Question

Snakemake wildcards overwriting one another

0

Entering edit mode

3.3 years ago

Ivan ▴ 60

I'm including a snipped of my code.

The following block generates two groups, I'm setting the the number of samples to 1 for easier debugging. The samples in groupOne would be [FOO_A] and samples in groupTwo would be [BAR_A]

num_of_samples = 1
groupOne = ["FOO_" + chr(alpha+97).capitalize() for alpha in range(0,num_of_samples)]
groupTwo = ["BAR_" + chr(alpha+97).capitalize() for alpha in range(0,num_of_samples)]
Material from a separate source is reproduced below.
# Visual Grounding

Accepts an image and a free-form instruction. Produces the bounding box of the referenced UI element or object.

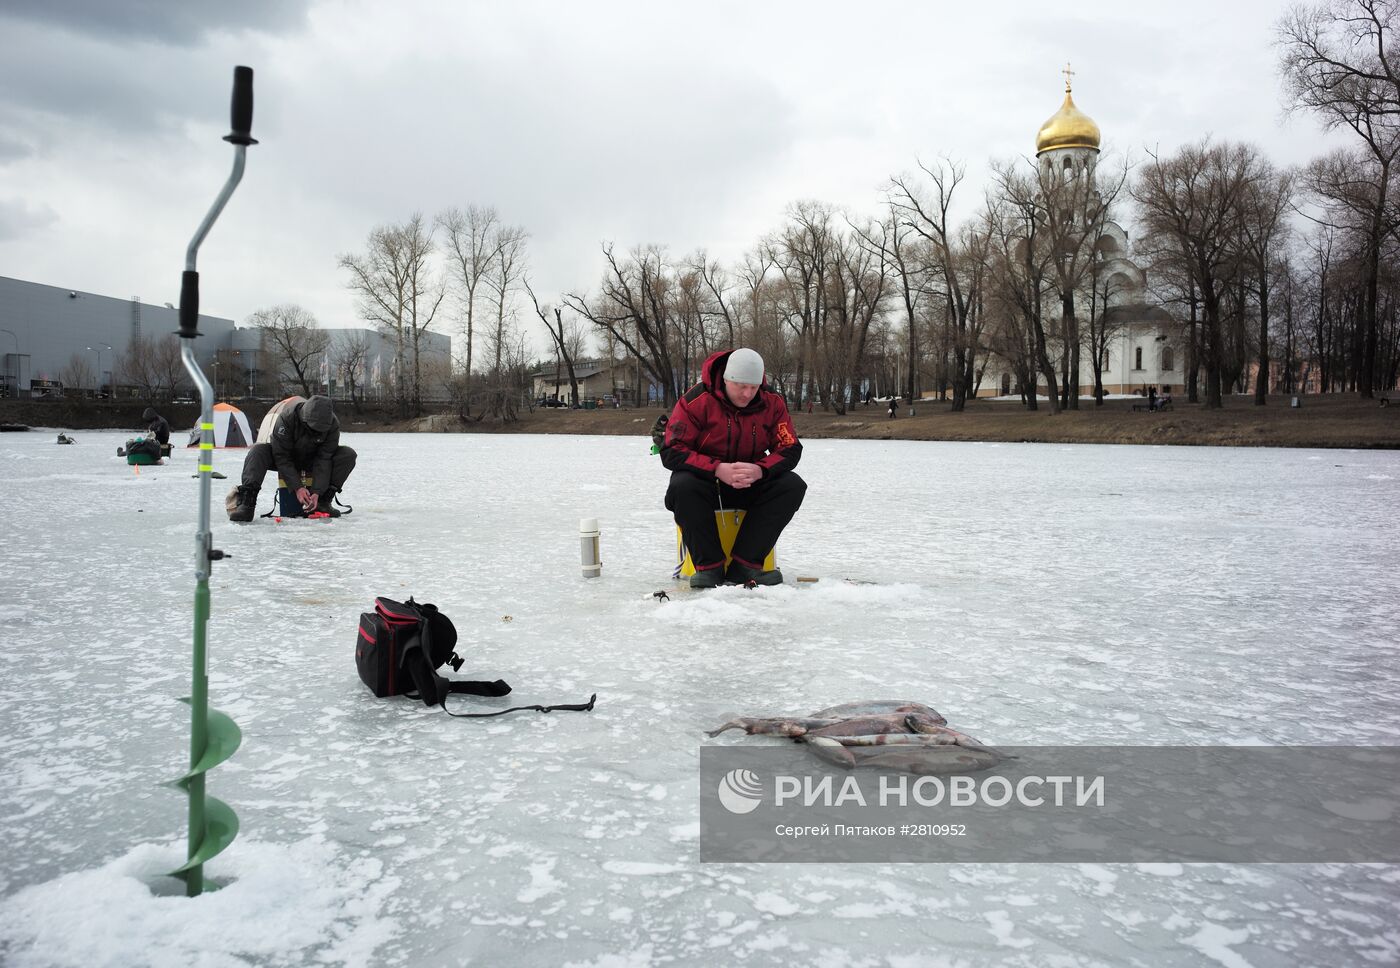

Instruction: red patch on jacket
[775,422,795,447]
Below is my first rule (rule all) and two rules generating my reads, and two rules generating bowtie2 alignment (the index is prebuilt and not included here)

rule all:
    input:
        expand("aligned/ref_{chrom}.{gTwoSam}.bam", chrom=chromosomeNames, gTwoSam = groupTwo),
        expand("aligned/ref_{chrom}.{gOneSam}.bam", chrom=chromosomeNames, gOneSam = groupOne),

rule artillumina_simulate_ref_group1:
    input:
        "reference/{chrom}.fasta"
    output:
        "simulated/{chrom}.{gOneSam}.1.fq",
        "simulated/{chrom}.{gOneSam}.2.fq"
    params:
        name = "simulated/{chrom}.{gOneSam}."
    shell:
        """
        art_illumina -ss HS20 -f 9 -l 100 -p -m 360 -s 80 -na -i {input} -o {params.name}
        """

rule artillumina_simulate_ref_group2:
    input:
        "reference/{chrom}.fasta"
    output:
        "simulated/ref_{chrom}.{gTwoSam}.1.fq",
        "simulated/ref_{chrom}.{gTwoSam}.2.fq"
    params:
        name = "simulated/ref_{chrom}.{gTwoSam}."
    shell:
        """
        art_illumina -ss HS20 -f 9 -l 100 -p -m 360 -s 80 -na -i {input} -o {params.name}
        """

rule botwie2_align_ref_group1:
    input:
        "simulated/ref_{chrom}.{gOneSam}.1.fq",
        "simulated/ref_{chrom}.{gOneSam}.2.fq",
        "reference/{chrom}.rev.1.bt2", "reference/{chrom}.rev.2.bt2",
        "reference/{chrom}.1.bt2", "reference/{chrom}.2.bt2",
        "reference/{chrom}.3.bt2", "reference/{chrom}.4.bt2"
    params:
        btindex = "reference/{chrom}"
    output:
        "aligned/ref_{chrom}.{gOneSam}.bam"
    shell:
        """
        bowtie2 -x {params.btindex} -1 {input[0]} -2 {input[1]} | samtools view -bS > {output}
        """

rule botwie2_align_ref_group2:
    input:
        "simulated/ref_{chrom}.{gTwoSam}.1.fq",
        "simulated/ref_{chrom}.{gTwoSam}.2.fq",
        "reference/{chrom}.rev.1.bt2", "reference/{chrom}.rev.2.bt2",
        "reference/{chrom}.1.bt2", "reference/{chrom}.2.bt2",
        "reference/{chrom}.3.bt2", "reference/{chrom}.4.bt2"
    params:
        btindex = "reference/{chrom}"
    output:
        "aligned/ref_{chrom}.{gTwoSam}.bam"
    shell:
        """
        bowtie2 -x {params.btindex} -1 {input[0]} -2 {input[1]} | samtools view -bS > {output}
        """

Running the snakemake gives me the following error:

Rules botwie2_align_ref_group1 and botwie2_align_ref_group2 are ambiguous for the file aligned/ref_CM008309.1.BAR_A.bam.
Consider starting rule output with a unique prefix, constrain your wildcards, or use the ruleorder directive.
Wildcards:
        botwie2_align_ref_group1: chrom=CM008309.1,gOneSam=BAR_A
        botwie2_align_ref_group2: chrom=CM008309.1,gTwoSam=BAR_A

So it would seem that my wildcard gTwoSam overwrites the gOneSam one.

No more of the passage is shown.